Available Ad-Hoc Poll Types
Quizzibility offers four quick-launch poll formats:
- Yes / No — The simplest possible poll. "Should we go over this example again?" "Did the reading make sense?" One tap to answer.
- A / B / C / D — A multi-option poll without custom labels. Use it when you write options on the whiteboard or describe them verbally. Students just pick a letter.
- Rate 1–5 — A quick sentiment or confidence check. "How confident are you about recursion, 1 to 5?" Gives you a distribution, not just a binary.
- Open Response — Students type a short text answer. Good for collecting questions, ideas, or one-word summaries. Responses can be displayed as a live feed or word cloud.
Device-Only vs Projected Modes
Ad-hoc polls have two display modes:
Projected mode shows the poll question and live results on your presenter screen.
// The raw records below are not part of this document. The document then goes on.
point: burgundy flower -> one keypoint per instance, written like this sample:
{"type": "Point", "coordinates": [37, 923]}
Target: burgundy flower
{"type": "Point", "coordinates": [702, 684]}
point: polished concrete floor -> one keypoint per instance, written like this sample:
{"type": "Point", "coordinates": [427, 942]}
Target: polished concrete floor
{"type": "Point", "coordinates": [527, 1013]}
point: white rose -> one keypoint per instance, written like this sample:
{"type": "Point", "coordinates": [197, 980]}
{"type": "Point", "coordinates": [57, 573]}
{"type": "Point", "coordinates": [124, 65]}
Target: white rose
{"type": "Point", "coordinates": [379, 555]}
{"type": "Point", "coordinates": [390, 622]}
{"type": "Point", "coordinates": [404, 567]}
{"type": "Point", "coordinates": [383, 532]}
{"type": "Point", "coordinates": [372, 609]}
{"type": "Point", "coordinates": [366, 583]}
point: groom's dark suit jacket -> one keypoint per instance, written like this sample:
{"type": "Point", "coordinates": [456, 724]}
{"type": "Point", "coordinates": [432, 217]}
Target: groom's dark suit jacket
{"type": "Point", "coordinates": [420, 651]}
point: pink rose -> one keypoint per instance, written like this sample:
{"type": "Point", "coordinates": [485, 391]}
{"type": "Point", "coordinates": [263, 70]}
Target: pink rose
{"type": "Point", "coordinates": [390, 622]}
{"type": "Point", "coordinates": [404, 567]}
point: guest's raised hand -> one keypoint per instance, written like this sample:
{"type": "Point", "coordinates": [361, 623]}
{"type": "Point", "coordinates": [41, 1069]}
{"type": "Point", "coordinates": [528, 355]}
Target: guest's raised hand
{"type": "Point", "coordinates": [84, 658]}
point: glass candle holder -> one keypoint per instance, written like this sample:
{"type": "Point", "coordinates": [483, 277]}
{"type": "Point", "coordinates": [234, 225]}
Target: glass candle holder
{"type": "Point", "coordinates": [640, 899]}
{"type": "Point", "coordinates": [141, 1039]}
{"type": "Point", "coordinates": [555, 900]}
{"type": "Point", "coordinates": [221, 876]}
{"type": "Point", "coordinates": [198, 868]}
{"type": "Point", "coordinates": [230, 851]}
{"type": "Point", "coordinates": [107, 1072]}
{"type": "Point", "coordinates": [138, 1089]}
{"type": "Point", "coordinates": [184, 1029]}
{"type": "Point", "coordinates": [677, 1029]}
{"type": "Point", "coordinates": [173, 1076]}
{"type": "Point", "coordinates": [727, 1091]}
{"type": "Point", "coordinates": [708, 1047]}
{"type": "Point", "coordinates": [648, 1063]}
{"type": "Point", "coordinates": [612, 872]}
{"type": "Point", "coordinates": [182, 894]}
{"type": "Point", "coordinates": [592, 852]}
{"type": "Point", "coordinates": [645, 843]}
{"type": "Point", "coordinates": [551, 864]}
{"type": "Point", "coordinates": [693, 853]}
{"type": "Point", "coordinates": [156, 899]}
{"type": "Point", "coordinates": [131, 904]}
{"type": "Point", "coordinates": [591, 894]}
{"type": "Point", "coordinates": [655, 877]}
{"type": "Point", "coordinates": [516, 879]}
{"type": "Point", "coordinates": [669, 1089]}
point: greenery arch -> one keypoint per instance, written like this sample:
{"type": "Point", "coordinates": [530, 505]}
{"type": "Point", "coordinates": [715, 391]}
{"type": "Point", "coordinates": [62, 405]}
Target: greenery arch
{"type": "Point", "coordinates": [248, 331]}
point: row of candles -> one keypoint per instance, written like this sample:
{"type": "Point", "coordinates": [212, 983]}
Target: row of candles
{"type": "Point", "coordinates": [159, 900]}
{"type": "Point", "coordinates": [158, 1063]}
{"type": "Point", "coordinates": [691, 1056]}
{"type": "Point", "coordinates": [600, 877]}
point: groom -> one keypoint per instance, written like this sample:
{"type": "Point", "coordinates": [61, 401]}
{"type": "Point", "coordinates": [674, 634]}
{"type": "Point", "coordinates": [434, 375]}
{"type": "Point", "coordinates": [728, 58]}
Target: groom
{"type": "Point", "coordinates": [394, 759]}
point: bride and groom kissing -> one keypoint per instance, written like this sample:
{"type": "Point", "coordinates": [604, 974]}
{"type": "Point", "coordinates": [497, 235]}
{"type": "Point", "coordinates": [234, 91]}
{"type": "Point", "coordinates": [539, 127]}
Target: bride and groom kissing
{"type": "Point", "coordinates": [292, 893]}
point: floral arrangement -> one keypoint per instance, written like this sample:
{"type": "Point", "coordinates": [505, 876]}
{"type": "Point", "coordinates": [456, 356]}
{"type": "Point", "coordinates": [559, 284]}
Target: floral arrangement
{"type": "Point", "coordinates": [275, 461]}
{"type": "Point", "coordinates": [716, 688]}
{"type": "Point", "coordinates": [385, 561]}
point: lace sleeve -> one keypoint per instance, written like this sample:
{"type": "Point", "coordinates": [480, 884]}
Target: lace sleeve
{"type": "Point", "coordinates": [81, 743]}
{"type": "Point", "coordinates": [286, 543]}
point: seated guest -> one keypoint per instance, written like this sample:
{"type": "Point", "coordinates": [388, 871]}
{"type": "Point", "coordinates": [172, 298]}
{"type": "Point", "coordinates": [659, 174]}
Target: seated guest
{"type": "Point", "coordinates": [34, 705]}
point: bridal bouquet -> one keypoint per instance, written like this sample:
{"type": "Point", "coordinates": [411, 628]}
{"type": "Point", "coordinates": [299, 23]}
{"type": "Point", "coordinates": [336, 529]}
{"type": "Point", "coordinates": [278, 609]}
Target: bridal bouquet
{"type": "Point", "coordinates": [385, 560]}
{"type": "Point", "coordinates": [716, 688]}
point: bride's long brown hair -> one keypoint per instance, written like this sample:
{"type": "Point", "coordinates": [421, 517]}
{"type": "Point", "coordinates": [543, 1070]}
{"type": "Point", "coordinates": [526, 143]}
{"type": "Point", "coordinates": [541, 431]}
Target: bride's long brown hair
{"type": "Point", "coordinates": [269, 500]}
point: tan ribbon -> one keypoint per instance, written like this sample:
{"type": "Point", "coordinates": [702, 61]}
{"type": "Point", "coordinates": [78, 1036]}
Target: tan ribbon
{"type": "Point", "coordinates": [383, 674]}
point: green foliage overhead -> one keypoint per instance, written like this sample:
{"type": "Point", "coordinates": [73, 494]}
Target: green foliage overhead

Use this when the poll is part of the class discussion and you want everyone to see the outcome.
Device-only mode keeps the poll private — it appears only on student devices and your instructor dashboard. Use this when you want honest responses without the social pressure of a public display (e.g., "Rate your understanding of this topic" or "Do you have questions you're afraid to ask out loud?").
Saving Polls to Your Deck
After running an ad-hoc poll, Quizzibility offers to save it to your current deck as a permanent question. This is useful when a spontaneous question turns out to be a great teaching tool — save it so you can reuse it next semester. Saved polls become regular questions in your question bank, editable and reusable like any other question.
Tips for Effective Ad-Hoc Polls
Keep them short and clear. An ad-hoc poll should take students less than 10 seconds to understand and answer. If you need a complex question with detailed options, build it in the question bank ahead of time. Ad-hoc polls are best for quick, informal reads on how the class is feeling or thinking.